Protests are supported statutorily under 35 U.S.C. § 122(c) and in the CFR under Section 1.291. And, can be found in the M.P.E.P. in Chapter 1900. A protest can be filed by any member of the public (e.g., private person, corporate entity, government agency, or attorney) against a pending patent application. Any information which would make the grant of a patent improper can be relied upon in a protest.
Types of information for submission in a protest include public use or on sale, inventorship, patentability challenge, and/or “fraud” or “duty of disclosure” information. That type of information will take different forms and may raise issues of authentication and the probative value to assign to such information. That, however, does not preclude the USPTO from considering such evidence. Information often submitted in protests include litigation-related materials such as complaints, answers, deposition transcripts, interrogatories, etc.

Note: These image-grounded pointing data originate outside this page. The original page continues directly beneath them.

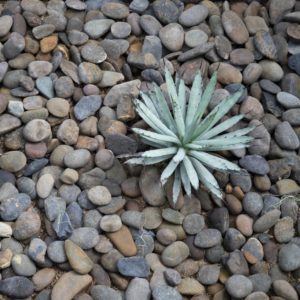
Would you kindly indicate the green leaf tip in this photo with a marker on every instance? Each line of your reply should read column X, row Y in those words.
column 185, row 136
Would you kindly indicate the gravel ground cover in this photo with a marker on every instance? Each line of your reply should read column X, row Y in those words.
column 78, row 223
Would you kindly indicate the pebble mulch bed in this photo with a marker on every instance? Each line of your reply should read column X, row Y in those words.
column 75, row 221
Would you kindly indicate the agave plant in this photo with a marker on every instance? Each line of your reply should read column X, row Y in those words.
column 183, row 135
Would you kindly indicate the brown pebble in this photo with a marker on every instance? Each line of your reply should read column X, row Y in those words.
column 123, row 241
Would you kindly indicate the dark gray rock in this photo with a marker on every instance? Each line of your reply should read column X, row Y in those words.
column 286, row 137
column 135, row 266
column 255, row 164
column 253, row 203
column 208, row 274
column 12, row 207
column 165, row 292
column 87, row 106
column 16, row 287
column 62, row 226
column 233, row 240
column 261, row 282
column 208, row 238
column 289, row 257
column 121, row 144
column 238, row 286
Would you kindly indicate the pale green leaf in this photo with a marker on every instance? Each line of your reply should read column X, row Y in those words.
column 237, row 133
column 147, row 161
column 214, row 162
column 169, row 170
column 151, row 119
column 194, row 99
column 176, row 186
column 181, row 97
column 222, row 127
column 159, row 152
column 204, row 125
column 207, row 178
column 175, row 104
column 192, row 174
column 185, row 180
column 156, row 136
column 221, row 144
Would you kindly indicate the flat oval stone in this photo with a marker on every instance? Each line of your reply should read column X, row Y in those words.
column 89, row 73
column 36, row 130
column 288, row 100
column 8, row 123
column 93, row 53
column 13, row 161
column 172, row 36
column 271, row 70
column 97, row 28
column 77, row 158
column 5, row 24
column 234, row 27
column 193, row 15
column 115, row 10
column 123, row 241
column 174, row 254
column 266, row 221
column 166, row 11
column 13, row 46
column 135, row 266
column 39, row 68
column 208, row 238
column 42, row 31
column 87, row 106
column 58, row 107
column 289, row 257
column 69, row 285
column 77, row 258
column 195, row 38
column 16, row 287
column 265, row 45
column 241, row 56
column 294, row 63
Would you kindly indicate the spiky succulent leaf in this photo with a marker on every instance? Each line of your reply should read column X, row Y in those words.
column 176, row 186
column 195, row 95
column 214, row 162
column 177, row 109
column 182, row 136
column 185, row 180
column 222, row 127
column 151, row 119
column 175, row 161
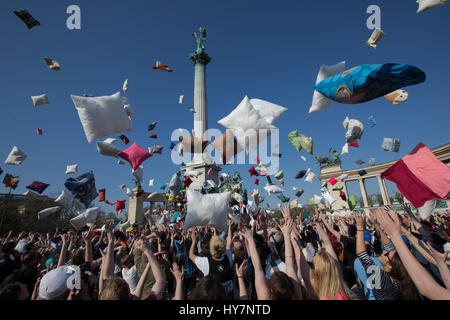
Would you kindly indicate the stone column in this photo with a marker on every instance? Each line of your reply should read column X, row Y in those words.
column 383, row 191
column 363, row 192
column 386, row 192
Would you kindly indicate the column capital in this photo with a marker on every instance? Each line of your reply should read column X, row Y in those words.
column 202, row 58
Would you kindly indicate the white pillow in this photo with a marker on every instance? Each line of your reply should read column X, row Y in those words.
column 427, row 209
column 138, row 173
column 273, row 189
column 71, row 168
column 40, row 100
column 110, row 140
column 246, row 117
column 269, row 111
column 64, row 198
column 130, row 193
column 344, row 149
column 129, row 112
column 46, row 212
column 192, row 173
column 125, row 86
column 102, row 116
column 107, row 149
column 425, row 5
column 320, row 102
column 88, row 216
column 207, row 210
column 15, row 157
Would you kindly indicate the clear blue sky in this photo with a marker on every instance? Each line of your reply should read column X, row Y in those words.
column 270, row 50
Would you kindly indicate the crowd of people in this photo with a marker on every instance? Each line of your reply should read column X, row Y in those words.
column 364, row 255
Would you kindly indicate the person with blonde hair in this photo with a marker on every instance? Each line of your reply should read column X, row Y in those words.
column 219, row 265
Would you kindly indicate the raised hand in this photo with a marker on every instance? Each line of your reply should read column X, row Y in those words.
column 240, row 270
column 441, row 258
column 177, row 273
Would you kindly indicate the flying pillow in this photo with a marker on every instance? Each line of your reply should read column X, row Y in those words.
column 40, row 100
column 207, row 210
column 269, row 111
column 155, row 149
column 64, row 199
column 355, row 130
column 72, row 168
column 397, row 97
column 273, row 189
column 227, row 145
column 425, row 5
column 320, row 102
column 83, row 188
column 10, row 181
column 107, row 149
column 15, row 157
column 139, row 173
column 135, row 155
column 310, row 176
column 130, row 112
column 390, row 144
column 369, row 81
column 38, row 186
column 192, row 144
column 46, row 212
column 87, row 217
column 175, row 184
column 102, row 116
column 246, row 119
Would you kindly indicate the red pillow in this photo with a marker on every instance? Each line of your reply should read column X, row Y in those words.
column 135, row 155
column 120, row 204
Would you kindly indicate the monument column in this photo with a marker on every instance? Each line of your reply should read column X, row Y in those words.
column 201, row 60
column 364, row 192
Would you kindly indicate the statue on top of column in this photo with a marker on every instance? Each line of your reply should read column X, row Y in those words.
column 200, row 46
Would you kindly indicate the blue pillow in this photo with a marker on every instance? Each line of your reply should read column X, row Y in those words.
column 369, row 81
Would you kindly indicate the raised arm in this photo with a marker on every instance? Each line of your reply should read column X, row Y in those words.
column 229, row 236
column 240, row 270
column 262, row 291
column 63, row 252
column 288, row 251
column 179, row 276
column 421, row 278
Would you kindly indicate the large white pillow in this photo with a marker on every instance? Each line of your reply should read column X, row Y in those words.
column 88, row 216
column 102, row 116
column 269, row 111
column 138, row 173
column 46, row 212
column 107, row 149
column 273, row 189
column 15, row 157
column 65, row 198
column 425, row 5
column 71, row 168
column 320, row 102
column 207, row 210
column 245, row 117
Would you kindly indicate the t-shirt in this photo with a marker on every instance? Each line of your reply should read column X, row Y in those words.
column 131, row 277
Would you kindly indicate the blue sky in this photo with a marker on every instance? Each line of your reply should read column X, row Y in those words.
column 270, row 50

With the submission of the information for the Office’s consideration, one must also include a concise explanation of the relevance of each item. Additionally, a legible copy must be included, if the item is not a patent or patent application publication. If the item submitted is not submitted in English, a translation is necessary. There is no cost for the first protest submission. Additional submissions, by the same party in interest, must include an explanation why the issues in the additional protest are significantly different from the first and why the issues were not raised earlier. A processing fee is also applicable with the second or subsequent protest submission.
A factor weighing on a submission of a protest is timing. A protest must be served and filed prior to the date the application is published or the date a notice of allowance is given or mailed, whichever occurs first. The only exception to this is if one obtains consent of the applicant, a protest may be filed during prosecution of the application. Otherwise, for all practical purposes, a protest must be filed before publication.
The timing requirement of a protest begs the question: how does one know about an application before it gets published? Example instances where one would know about an application without it publishing include in continuation/divisional applications, in national stage entry applications after PCT publication or a published foreign application, and/or where an inventor was left-off. This timing requirement can curtail a protest submission.
Other considerations to keep in mind with protests include:
Protests (unlike preissuance submissions) can be filed in reissue applications but with some slight differences. A protest can be filed in a reissue application throughout the pendency prior to the mail date of the Notice of Allowance. Timing is ideally within two months following the announcement in the Official Gazette.